In addition to my modern machines (Early 2013 iMac and Mid 2015 rMBP), I do have a few vintage computers.

I have a Dell Latitude LM with Windows 95 that used to belong to my brother and a Dell Inspiron 7500 with Windows 98 that was my father's. Not sure if this would be considered vintage because it has XP, but I also have my father's old Dell Inspiron 300m.

The Apple side of my collection is more interesting. I've got a Macintosh Classic with System 6.0.3 and my current grail: a Power Macintosh G3 running Mac OS 9.2.2
I want to install Tiger on the G3, but the computer doesn't start up when I have the install DVD in the drive and only displays a black screen.


Well-Known Member
I've never heard of the Sinclair Spectrum.

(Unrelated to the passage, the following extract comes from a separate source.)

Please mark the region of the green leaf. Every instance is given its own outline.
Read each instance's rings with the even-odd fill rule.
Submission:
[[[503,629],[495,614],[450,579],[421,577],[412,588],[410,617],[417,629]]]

But I remember wanting a Commodore 64.

Do they still run?
The Sinclair was another 8 bit personal computer that was a competitor to the Commodore line in the UK, one of many. what set both of these apart from the rest of the crowd is both had a built in programming language interpreter baked in silicon inside, BASIC.

It would also depend how far back you want to go and do you want to limit it to "personal computers" and particular operating systems. I've got CP/M systems with 8 inch floppy drives, PDP systems and lots of older detritus. I've done computers and electronics for a living for decades.


Well-Known Member
Original Poster
Anyway, I did end up getting Tiger installed on my G3, but the installation somehow broke after a couple weeks...


Premium Member
My first home PC was an IBM P/S1 in 1990 or so. It was a joint venture between IBM and Sears, Roebuck & Co., and it came with this great new bulletin board service called "Prodigy," which was a competitor at the time to "CompuServe." Remember those services?

It also had a primitive, pre-Windows point-and-click operating system that actually used boxes and pictures to select what you were going to do. It was quite user-friendly for its day.